テイオーが音頭を取ると、4つのグラスは勢いよく打ち鳴らされた。

「クルマは4台、我々は4人。そしてやる事は1つさ。中央のショータイムとはコレなんだというところを、見せてやろうじゃないか!」

ルドルフの掛け声に共鳴するかのように、4つのグラスが天井にまで届かんばかりに突き上げられ、4つの歓声が食堂を埋めた。喉を潤していくオレンジジュースが、不思議なことに私に活力を与えてくれた。不安は消え、目が冴えざえと輝いた。迷いのない確かな闘志が湧いてきて、体の芯さえ温めていく。

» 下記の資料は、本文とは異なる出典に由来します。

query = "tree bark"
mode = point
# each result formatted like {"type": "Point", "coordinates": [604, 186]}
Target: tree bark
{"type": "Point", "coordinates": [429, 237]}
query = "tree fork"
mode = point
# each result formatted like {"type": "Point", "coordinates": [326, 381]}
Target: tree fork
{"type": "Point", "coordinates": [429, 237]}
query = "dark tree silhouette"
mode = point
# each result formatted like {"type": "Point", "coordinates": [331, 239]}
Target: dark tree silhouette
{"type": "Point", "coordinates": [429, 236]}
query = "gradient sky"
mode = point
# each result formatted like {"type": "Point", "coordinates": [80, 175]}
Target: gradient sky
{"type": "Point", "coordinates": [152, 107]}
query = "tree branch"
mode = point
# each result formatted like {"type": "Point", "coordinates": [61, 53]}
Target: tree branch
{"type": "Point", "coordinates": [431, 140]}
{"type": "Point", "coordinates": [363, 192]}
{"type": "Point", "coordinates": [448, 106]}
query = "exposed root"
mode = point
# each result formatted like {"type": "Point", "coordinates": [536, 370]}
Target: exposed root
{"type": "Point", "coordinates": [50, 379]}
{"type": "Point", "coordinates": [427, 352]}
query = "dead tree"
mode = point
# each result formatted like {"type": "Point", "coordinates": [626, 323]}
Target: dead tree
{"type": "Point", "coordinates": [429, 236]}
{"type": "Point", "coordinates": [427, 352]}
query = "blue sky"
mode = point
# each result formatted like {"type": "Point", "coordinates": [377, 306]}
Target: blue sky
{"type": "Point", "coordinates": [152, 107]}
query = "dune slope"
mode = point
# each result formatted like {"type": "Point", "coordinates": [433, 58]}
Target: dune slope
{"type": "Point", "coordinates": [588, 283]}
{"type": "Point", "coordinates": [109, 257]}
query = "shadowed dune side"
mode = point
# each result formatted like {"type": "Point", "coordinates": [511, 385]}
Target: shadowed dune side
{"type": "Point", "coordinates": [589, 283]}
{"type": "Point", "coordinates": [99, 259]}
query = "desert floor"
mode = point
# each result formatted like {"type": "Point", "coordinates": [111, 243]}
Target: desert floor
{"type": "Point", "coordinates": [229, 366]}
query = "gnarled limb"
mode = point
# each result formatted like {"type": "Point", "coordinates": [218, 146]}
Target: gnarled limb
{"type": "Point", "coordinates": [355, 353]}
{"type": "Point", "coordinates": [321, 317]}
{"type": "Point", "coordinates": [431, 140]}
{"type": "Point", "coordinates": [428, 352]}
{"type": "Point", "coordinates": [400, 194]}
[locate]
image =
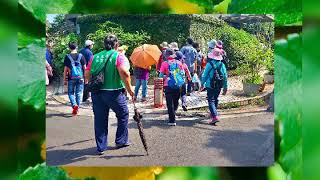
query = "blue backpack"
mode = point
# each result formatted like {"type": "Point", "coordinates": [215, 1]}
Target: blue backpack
{"type": "Point", "coordinates": [176, 77]}
{"type": "Point", "coordinates": [76, 67]}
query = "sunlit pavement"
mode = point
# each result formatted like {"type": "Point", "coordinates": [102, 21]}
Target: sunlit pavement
{"type": "Point", "coordinates": [244, 137]}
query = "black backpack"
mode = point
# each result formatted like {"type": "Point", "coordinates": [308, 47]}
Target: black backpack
{"type": "Point", "coordinates": [217, 80]}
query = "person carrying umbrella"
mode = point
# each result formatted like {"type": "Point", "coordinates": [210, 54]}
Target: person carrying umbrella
{"type": "Point", "coordinates": [180, 57]}
{"type": "Point", "coordinates": [190, 53]}
{"type": "Point", "coordinates": [174, 77]}
{"type": "Point", "coordinates": [162, 58]}
{"type": "Point", "coordinates": [214, 78]}
{"type": "Point", "coordinates": [142, 76]}
{"type": "Point", "coordinates": [111, 95]}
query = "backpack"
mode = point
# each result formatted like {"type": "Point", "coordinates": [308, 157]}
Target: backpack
{"type": "Point", "coordinates": [138, 72]}
{"type": "Point", "coordinates": [76, 71]}
{"type": "Point", "coordinates": [97, 79]}
{"type": "Point", "coordinates": [217, 79]}
{"type": "Point", "coordinates": [176, 76]}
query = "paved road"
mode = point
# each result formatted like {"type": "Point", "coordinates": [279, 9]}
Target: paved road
{"type": "Point", "coordinates": [240, 139]}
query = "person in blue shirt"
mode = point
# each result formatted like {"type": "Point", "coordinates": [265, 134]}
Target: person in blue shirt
{"type": "Point", "coordinates": [214, 63]}
{"type": "Point", "coordinates": [86, 51]}
{"type": "Point", "coordinates": [88, 55]}
{"type": "Point", "coordinates": [190, 58]}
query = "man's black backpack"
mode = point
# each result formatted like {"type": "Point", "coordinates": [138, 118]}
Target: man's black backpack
{"type": "Point", "coordinates": [217, 80]}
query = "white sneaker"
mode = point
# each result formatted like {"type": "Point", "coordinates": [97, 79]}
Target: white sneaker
{"type": "Point", "coordinates": [172, 124]}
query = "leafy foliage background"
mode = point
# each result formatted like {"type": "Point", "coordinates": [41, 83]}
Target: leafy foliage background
{"type": "Point", "coordinates": [31, 93]}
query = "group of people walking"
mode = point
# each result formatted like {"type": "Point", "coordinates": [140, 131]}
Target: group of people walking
{"type": "Point", "coordinates": [181, 68]}
{"type": "Point", "coordinates": [177, 67]}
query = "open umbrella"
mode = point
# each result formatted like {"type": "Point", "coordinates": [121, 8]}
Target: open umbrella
{"type": "Point", "coordinates": [145, 56]}
{"type": "Point", "coordinates": [137, 117]}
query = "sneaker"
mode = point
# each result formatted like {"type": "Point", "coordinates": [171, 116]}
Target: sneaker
{"type": "Point", "coordinates": [172, 124]}
{"type": "Point", "coordinates": [184, 108]}
{"type": "Point", "coordinates": [214, 121]}
{"type": "Point", "coordinates": [100, 153]}
{"type": "Point", "coordinates": [123, 145]}
{"type": "Point", "coordinates": [75, 110]}
{"type": "Point", "coordinates": [143, 99]}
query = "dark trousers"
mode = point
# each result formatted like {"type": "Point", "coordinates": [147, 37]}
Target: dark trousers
{"type": "Point", "coordinates": [172, 99]}
{"type": "Point", "coordinates": [190, 84]}
{"type": "Point", "coordinates": [85, 93]}
{"type": "Point", "coordinates": [102, 102]}
{"type": "Point", "coordinates": [213, 95]}
{"type": "Point", "coordinates": [184, 95]}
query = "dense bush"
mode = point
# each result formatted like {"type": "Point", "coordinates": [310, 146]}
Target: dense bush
{"type": "Point", "coordinates": [160, 27]}
{"type": "Point", "coordinates": [132, 40]}
{"type": "Point", "coordinates": [254, 63]}
{"type": "Point", "coordinates": [60, 50]}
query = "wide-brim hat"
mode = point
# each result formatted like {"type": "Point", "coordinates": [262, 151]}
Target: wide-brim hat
{"type": "Point", "coordinates": [212, 44]}
{"type": "Point", "coordinates": [215, 54]}
{"type": "Point", "coordinates": [219, 46]}
{"type": "Point", "coordinates": [179, 55]}
{"type": "Point", "coordinates": [174, 46]}
{"type": "Point", "coordinates": [89, 42]}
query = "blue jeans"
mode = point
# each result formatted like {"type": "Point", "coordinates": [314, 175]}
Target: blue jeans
{"type": "Point", "coordinates": [184, 95]}
{"type": "Point", "coordinates": [172, 100]}
{"type": "Point", "coordinates": [102, 102]}
{"type": "Point", "coordinates": [213, 95]}
{"type": "Point", "coordinates": [75, 91]}
{"type": "Point", "coordinates": [190, 84]}
{"type": "Point", "coordinates": [140, 82]}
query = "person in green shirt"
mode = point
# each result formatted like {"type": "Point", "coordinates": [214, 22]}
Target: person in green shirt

私たちは食事を再開した。何度か笑い、話し、また笑って食べて、それを何度か繰り返した時、私は少しだけ、妙な事に気づいた。

「あの、会長?」
私はルドルフの耳元に口を寄せて、言った。
「何かな?」
「4つのクルマ、やる事は1つ。もちろんそれはわかりますが、その、我々は4人、というのがですね、その......どういう意味で?」
ルドルフは、ハムエッグの最後の切れを口に押し込んでからナプキンを使うと、なんだ、そんな事か、と呟いてから言った。

「君も歌うんだよ」
「──え?」
「勝負服は、まだ持っているんだろう?今のうちに取り寄せたまえ」
「ええ!?」
「心配する事はない。ウマぴょい伝説は、ああ見えてそれほど難しい曲じゃないんだ」

もう一度、えええと叫びかけて、私は諦めた。どんなに信じがたい内容であっても、何時如何なる時であっても、ルドルフは嘘を言わない。それだけは確かなのだから。

さあ、えらい事になった。

願わくば、このことがトウカイテイオーとエアグルーヴ、そして私の教え子たちの耳に入りませんように。

私はクリスマスケーキですらろくに食べもしないくせに、胸の前で十字を切った。